Gary Oldman złym ojcem?
Była żona Gary'ego Oldmana (zdj. AFP) chce odebrać mu prawo do opieki nad dziećmi, ponieważ jej zdaniem aktor jest nieodpowiedzialnym ojcem.
Donya Fiorentino straciła prawo do opieki nad pięcioletnim Gulliverem i czteroletnim Charliem, ponieważ była kiedyś uzależniona od heroiny. Jednak na początku czerwca (203) modelka złożyła w sądzie pozew, w którym poddaje w wątpliwość umiejętności rodzicielskie Oldmana.
W pozwie, który został przedłożony sędziemu Sądu Najwyższego Royowi Paulowi Fiorentino pisze, że Gary był pijany, kiedy 6 maja przyszedł do niej do domu, żeby zostawić dzieci. Był zaniedbany, jego włosy były tłuste i śmierdział alkoholem - dodaje matka dzieci.
Modelka oświadczyła także, że aktor poparzył szyję Charliego papierosem i że chłopiec przeraźliwie boi się ojca. Donya napisała również, że syn opowiedział jej o incydencie, kiedy ojciec spadł z sofy i nasikał do kominka.
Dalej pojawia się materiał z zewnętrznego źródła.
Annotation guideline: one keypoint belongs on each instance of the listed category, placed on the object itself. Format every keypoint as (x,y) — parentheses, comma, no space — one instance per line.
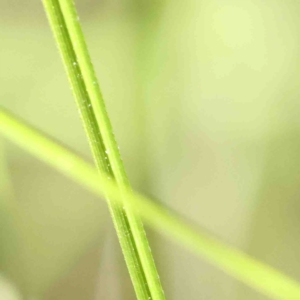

W odpowiedzi na zarzuty menedżer Oldmana Douglas Urbanski powiedział: Gary jest bez przerwy celem fałszywych oskarżeń. To okropna sytuacja dla niego i dla dzieci.
Oldman i Fiorentino, która była jego trzecią żoną rozstali się w kwietniu 2001 roku po czterech latach małżeństwa.